事務次官会見要旨(平成21年9月10日(木))


1.発言要旨

 本日9月10日の事務次官等会議でございますが、今日は特に環境省関係もございませんでした。一般案件として閣議決定の案件ですが、8月の上旬にあった災害の関係でいろいろ被害を受けられた中小企業等について、災害融資の特別な融資をするといったような閣議決定、それから、政令ですが、激甚災害に指定して補助金のかさ上げをするといったことが同時に行われるという説明がございました。また、人事が3件ほどありましたが、国連の総会に行く事務方の代表等についての発令ということで、外務省の方が60人くらい発令を受けるというような話がございました。以上でございます。
 特に私の方から申し上げることではございませんが、エコポイントの発表が明日あるということで、150万件くらい還元申請が来ているようですが、それについて今、分析をしております。具体的にエコポイントですと一つで二度おいしいと言いますか、省エネ家電を買うこと自体がエコですが、その後またエコポイントを還元して何に使うかということが一つのお楽しみがあるというので、その分析ができましたので発表をさせていただきます。是非聞いていただければと思います。
 私からは以上です。

2.質疑応答

質問
先日、鳩山代表が25%の削減を目指されて、改めてのそのお気持ちと産業界とか経済界から厳しいといった意見や二階大臣もその実現は極めて難しいと大臣会見でおっしゃっておりますが、そうした声に対してどうお考えかをお聞かせください。

感想はその時にかなり細かく御質問いただきましたので、いろいろお答えはしたと思います。一つはあの時申し上げましたが、科学を重んじたということで、もう一つは、皆が賛同すれば、ポジティブに考えればそこまでの削減というのを目指していくべきではないかということと、まずはこれだけやりますと下から積み上げるのではなくて、皆が力を尽くせばここまでいってもよいのではないかと先回りした上限と言いますか、候補と言いますか、それを示す交渉スタイルだと思います。
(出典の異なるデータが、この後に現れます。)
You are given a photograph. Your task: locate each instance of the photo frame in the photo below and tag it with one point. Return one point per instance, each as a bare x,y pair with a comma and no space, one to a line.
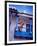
20,22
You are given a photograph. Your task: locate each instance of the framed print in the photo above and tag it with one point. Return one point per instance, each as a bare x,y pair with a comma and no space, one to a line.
20,22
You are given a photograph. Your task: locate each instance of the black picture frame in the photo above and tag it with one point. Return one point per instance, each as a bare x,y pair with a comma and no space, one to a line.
6,22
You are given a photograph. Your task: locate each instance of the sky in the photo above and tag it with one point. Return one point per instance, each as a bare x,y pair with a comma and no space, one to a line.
23,8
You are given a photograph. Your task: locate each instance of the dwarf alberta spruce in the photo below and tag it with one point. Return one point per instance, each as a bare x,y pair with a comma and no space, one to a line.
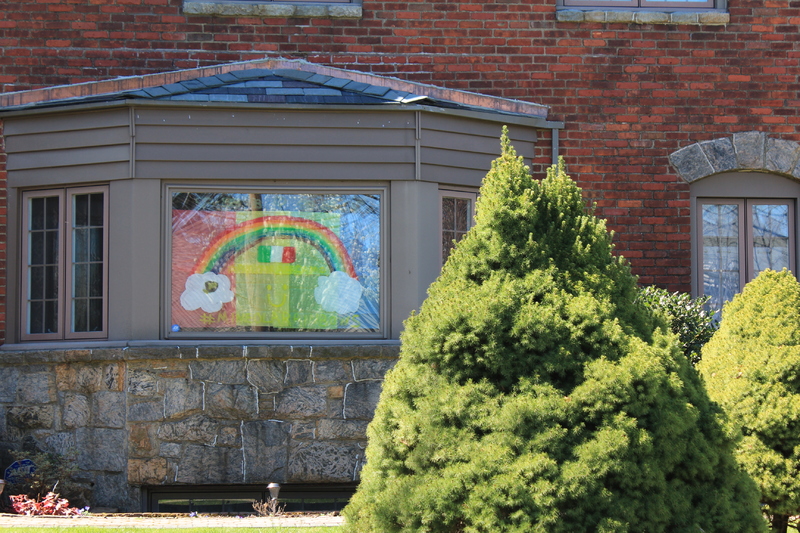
752,368
534,394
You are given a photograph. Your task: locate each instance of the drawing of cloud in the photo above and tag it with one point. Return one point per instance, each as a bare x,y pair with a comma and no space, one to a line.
207,291
339,293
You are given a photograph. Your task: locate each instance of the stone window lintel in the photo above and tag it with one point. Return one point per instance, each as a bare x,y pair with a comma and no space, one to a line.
233,8
706,18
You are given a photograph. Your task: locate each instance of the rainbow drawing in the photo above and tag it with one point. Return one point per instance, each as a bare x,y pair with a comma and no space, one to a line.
242,237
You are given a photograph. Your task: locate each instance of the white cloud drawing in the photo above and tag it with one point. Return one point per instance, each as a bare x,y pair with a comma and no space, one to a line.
338,293
206,291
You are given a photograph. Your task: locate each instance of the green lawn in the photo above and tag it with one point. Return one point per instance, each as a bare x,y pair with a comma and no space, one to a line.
90,529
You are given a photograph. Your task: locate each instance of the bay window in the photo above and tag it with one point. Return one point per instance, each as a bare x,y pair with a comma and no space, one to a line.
256,261
740,238
65,263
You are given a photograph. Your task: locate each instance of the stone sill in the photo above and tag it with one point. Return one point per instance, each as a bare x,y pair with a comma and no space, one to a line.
707,18
233,8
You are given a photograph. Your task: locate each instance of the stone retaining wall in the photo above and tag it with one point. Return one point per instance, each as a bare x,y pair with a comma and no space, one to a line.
194,415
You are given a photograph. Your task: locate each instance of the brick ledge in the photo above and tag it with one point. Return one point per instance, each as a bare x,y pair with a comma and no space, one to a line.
233,8
707,18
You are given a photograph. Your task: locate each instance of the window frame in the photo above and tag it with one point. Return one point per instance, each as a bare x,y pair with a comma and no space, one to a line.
470,195
65,292
383,285
648,5
746,255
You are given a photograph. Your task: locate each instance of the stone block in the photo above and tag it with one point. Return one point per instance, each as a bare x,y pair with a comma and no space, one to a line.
720,153
209,464
170,450
30,416
108,354
750,148
182,397
360,399
303,430
324,462
342,429
147,471
781,156
364,369
229,372
238,402
265,450
333,371
197,429
112,490
102,449
142,383
220,352
9,376
161,353
302,402
62,443
76,411
113,377
298,373
77,356
335,407
145,411
335,351
691,163
266,375
108,409
140,440
229,436
35,387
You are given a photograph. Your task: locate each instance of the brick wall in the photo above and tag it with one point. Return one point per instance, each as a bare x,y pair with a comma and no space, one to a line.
629,94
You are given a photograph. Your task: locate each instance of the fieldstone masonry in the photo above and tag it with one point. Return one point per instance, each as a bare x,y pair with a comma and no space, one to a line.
195,415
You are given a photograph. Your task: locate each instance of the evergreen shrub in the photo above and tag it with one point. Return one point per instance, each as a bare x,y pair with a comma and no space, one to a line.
752,369
534,394
686,316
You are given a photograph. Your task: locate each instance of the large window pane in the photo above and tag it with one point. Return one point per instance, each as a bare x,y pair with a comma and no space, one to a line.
721,264
275,262
42,265
770,237
87,259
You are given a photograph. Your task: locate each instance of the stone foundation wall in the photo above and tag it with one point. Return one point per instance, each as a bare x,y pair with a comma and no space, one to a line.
194,415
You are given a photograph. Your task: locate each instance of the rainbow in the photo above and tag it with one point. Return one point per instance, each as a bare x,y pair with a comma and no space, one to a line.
244,236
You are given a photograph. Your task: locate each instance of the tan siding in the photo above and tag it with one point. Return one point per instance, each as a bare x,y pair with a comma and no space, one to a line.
266,144
68,175
313,171
63,148
67,122
460,151
66,158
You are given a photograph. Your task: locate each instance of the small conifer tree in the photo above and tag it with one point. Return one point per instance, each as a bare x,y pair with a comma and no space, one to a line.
752,369
534,394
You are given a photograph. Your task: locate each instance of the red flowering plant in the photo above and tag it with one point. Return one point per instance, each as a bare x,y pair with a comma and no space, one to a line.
51,504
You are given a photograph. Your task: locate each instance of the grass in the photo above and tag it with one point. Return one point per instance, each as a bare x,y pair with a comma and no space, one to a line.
138,529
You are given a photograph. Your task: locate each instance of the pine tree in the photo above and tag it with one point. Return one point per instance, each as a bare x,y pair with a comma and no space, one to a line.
752,368
534,394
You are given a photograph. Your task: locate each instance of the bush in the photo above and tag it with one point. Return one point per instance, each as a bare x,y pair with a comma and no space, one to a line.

前者の方は皆さんもよく御存知だと思いますが、後者の方から言えば、言い方によればいろいろな条件、前提があって初めてそこまで皆ができるということでございますから、これから真水でどれだけ削るとか、あるいは海外排出量でどれだけカウントするのか、削減をクレジットとして見てよいのかとか、吸収の他いろいろな排出量の算定のルールがありますから、そういうものをどうするのかはこれからの交渉事ですから、そこはちゃんとやっていかないとその数字というようにはなかなかいかないので、今後の道のりを皆が、他の国もポジティブに考えていこうということで、力を合わせていくと良いことがあるのかなと、いわば交渉スタイルの提案だったのかなと思っております。
 25%は厳しいということについては、90年比25%、内訳は分かりませんし、いろいろな前提自体が明らかではないので、何とも言えませんが、もちろん厳しいとは思います。ただ、既に閣議決定したことでも日本は60~80%、2050年に削るとか、あるいはG8サミットで先進国が合意しましたように2050年には80%以上の削減をするということを既に言っておりますので、そういうことの道のりとしては決してあり得ない数字ではないと思います。今のままのCOをたくさん出す経済をそのまま保っておいて、その限りで
 COを削るということだとなかなか大変だと思いますが、COを削ることで儲かる経済と言いますか、例えば太陽光発電もそうですし、電気自動車とかもそうですし、いろいろな省エネもあると思いますが、そういうことに経済の姿を変えていかないとなかなか大変だと思います。そういうこともあると思えば、費用と言われているのも投資ですから、ドブに捨てるわけではありませんから、新しいビジネスを生んでいくと思いますとチャンスもあるのかなと思います。いずれにしても容易ではないので、よくどういう具体的に積み上げになるのかの御指示をいただいて、検討しながらこういう風なことをすればできるのではないかということを事務方としては提案していくべきだと思っております。

質問
今の件で次官は真水で何%くらいは可能だと思っておりますか。

それは今何とも予断を持って言うことはできませんが、既に公表資料では国立環境研究所で90年比15%くらいはいくのではないかということは既に発表されております。もちろん費用負担が大変だとか、副作用があるというご批判はあるのかもしれませんが、技術的にはそこはいくのではないかと思います。それ以上もっとやるということは、またいろいろ最近の技術進歩や政策の追加ということでどこまでいくかは計算し直したりしないと分からないと思いますが、既に公表資料ではそういうことが言われているとは思っております。

質問
政策総動員ということが言われておりますが、柱の特徴には地球温暖化対策税というものが有力かと思いますが、今後の税制改正論議をどれくらいのペースでやるべきかと思いますか。 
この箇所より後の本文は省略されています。